La física actual nos dice que el 97% del interior de los átomos son espacio vacío. El vacío debería ser para nosotros algo natural, es difícil imaginar un átomo, o un electrón. Pero no debería ser difícil para nosotros imaginar un vacío, el vacío es nada, es negro, es simple. Y sin embargo, algo se nos enciende al repetir la frase anterior. Una especie de alarma que nos avisa que algo irremediablemente está mal. Es un instinto, que nos dice que el vacío no puede ser algo inmutable, estable y estático. ¿Como puede estar vacío?. ¿No está todo hecho de «algo»?. Pero, si en vez de mirar adentro miramos hacia afuera, hacia la inmensidad del espacio, uno no puede evitar tener la misma sensación como si ambas cosas estuviesen inevitablemente conectadas.
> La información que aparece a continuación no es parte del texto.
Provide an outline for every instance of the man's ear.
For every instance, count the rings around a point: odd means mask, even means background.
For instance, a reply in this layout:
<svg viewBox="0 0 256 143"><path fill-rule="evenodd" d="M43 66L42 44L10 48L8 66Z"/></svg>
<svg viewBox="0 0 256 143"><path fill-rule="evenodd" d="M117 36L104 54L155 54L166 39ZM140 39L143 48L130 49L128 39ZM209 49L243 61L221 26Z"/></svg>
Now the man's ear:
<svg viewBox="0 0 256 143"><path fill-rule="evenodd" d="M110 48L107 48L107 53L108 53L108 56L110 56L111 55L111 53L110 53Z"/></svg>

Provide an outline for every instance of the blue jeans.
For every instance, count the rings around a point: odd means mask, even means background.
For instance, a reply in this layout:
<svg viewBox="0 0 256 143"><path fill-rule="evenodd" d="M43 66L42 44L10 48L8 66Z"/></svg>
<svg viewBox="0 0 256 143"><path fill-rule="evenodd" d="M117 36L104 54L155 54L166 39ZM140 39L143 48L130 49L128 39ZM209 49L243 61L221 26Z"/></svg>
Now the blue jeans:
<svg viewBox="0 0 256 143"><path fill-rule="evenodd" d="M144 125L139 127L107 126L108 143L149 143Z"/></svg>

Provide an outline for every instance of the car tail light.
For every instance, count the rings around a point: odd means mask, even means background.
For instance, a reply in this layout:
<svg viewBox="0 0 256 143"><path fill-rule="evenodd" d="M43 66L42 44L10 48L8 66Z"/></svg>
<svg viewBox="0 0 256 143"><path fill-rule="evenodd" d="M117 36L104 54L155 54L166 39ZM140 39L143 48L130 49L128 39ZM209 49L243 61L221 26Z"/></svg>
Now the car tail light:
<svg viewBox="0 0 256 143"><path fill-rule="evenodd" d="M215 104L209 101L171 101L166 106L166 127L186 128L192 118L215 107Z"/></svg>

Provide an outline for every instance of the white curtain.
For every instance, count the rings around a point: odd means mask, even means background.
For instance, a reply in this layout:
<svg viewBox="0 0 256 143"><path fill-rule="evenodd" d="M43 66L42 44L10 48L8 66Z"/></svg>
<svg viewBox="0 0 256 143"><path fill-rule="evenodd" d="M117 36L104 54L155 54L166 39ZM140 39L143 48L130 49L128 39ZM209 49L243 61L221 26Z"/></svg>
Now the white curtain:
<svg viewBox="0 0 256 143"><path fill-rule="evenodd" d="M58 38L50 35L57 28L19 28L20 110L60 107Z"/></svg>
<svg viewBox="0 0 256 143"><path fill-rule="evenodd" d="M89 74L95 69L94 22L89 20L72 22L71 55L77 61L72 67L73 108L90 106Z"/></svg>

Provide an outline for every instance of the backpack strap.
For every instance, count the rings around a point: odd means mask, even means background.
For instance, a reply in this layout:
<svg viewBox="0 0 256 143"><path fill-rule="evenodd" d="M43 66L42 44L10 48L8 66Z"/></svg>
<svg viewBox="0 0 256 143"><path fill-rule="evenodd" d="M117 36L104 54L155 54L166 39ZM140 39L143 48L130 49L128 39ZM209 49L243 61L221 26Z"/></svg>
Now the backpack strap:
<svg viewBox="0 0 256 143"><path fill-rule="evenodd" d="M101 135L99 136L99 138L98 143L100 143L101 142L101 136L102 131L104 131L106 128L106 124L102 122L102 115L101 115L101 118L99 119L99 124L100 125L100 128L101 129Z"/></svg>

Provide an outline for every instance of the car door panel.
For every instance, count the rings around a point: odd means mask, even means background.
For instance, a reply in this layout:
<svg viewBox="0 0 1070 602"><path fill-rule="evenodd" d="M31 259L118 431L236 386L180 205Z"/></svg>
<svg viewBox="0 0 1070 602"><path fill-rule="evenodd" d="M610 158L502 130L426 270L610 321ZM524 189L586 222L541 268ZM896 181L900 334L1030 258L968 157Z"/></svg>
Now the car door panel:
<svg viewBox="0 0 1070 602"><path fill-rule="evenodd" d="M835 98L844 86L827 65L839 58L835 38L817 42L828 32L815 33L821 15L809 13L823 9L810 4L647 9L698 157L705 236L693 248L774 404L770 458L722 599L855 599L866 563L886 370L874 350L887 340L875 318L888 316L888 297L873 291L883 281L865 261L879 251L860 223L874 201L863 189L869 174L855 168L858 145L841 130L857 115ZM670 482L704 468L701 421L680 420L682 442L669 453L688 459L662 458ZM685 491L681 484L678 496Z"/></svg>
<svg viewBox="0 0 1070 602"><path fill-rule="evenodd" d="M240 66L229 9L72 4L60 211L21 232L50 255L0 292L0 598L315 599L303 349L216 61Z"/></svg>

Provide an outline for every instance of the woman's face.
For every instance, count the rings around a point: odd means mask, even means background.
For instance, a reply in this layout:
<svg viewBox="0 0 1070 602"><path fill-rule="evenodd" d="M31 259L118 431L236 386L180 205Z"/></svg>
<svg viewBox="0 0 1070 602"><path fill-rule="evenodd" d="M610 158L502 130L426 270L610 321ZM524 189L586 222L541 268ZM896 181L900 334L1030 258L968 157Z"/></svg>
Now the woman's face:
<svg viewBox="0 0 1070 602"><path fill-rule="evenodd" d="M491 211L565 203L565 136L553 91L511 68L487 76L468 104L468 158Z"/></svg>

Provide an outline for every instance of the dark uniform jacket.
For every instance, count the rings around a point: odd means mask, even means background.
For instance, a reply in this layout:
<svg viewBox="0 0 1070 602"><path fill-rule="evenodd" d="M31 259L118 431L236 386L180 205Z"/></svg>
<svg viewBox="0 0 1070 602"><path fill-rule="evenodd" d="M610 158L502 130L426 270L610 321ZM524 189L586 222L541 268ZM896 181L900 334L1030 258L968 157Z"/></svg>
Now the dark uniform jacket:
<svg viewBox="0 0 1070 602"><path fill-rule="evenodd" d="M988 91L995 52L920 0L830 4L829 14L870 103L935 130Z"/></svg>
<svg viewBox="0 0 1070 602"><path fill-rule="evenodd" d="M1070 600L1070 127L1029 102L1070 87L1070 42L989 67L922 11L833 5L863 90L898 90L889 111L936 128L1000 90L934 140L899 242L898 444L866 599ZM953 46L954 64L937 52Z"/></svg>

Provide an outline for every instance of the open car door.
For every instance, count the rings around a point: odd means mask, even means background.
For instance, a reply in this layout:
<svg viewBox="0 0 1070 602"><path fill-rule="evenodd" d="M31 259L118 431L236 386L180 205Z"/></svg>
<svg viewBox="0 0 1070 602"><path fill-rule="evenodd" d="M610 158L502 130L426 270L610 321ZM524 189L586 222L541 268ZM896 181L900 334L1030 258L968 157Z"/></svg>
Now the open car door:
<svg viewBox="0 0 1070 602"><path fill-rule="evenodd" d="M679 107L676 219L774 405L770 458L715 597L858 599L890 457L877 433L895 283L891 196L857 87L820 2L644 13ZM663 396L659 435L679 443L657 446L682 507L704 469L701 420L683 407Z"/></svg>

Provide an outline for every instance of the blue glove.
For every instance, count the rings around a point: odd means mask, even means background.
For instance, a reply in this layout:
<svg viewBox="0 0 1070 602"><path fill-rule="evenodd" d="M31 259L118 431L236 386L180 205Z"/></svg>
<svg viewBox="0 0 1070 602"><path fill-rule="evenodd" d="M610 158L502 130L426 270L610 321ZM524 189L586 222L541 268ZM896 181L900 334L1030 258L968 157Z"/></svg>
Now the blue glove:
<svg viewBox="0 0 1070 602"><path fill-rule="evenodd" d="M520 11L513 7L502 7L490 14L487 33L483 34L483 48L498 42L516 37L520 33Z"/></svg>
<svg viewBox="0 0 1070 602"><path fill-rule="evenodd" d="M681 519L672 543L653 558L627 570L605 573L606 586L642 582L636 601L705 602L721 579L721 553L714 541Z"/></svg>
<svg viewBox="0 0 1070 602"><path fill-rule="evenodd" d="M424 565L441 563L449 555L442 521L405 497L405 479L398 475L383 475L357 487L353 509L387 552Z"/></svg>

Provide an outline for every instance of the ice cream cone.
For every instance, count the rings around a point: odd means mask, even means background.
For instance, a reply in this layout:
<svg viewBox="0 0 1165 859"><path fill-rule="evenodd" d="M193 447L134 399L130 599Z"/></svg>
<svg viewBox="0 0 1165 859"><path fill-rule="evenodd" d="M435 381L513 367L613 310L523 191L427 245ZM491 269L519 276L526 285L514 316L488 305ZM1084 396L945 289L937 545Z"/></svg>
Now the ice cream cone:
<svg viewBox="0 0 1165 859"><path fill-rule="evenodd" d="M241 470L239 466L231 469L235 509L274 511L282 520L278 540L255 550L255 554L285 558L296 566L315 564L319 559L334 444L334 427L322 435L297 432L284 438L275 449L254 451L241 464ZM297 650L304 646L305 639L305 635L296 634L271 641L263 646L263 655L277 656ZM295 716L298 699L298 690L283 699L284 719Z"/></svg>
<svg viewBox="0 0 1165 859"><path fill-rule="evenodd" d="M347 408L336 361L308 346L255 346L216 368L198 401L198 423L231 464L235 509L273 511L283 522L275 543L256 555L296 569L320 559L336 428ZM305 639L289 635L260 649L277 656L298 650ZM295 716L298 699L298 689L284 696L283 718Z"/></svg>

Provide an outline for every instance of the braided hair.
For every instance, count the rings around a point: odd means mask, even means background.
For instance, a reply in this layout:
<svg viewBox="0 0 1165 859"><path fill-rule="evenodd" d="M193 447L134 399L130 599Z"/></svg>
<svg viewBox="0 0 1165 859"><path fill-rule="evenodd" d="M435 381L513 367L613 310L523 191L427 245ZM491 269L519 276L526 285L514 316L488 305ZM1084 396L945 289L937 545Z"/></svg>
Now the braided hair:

La proporción de materia y vacío en el espacio parece guardar relaciones muy parecidas. ¿Te imaginas lo inmensamente lejos que está el sol sabiendo que en él se queman cada segundo 4 millones de toneladas de hidrógeno?. ¿Cómo será esta distancia para que desde aquí su tamaño aparente sea el de un balón de baloncesto?. Y eso no es nada comparado con la distancia a la estrella más próxima, que a su vez es ridícula en comparación a la distancia al centro de nuestra galaxia, y nada si se compara con la que hay hasta nuestra galaxia satélite, Andrómeda. La escala de lo que nos rodea parece asemejarse a una loca escala logarítmica que a cada paso pareciese acercarse más y más al infinito. Supongo que el vacío es inherente a la propia materia y una consecuencia de su estructura y existencia. Y, aunque el modelo atómico es solo una representación de la realidad, es bonito pensar que lo minúsculo y lo enorme guardan una hermosa simetría aún obedeciendo a naturalezas distintas.

Cúmulo de galaxias observadas por el Hubble.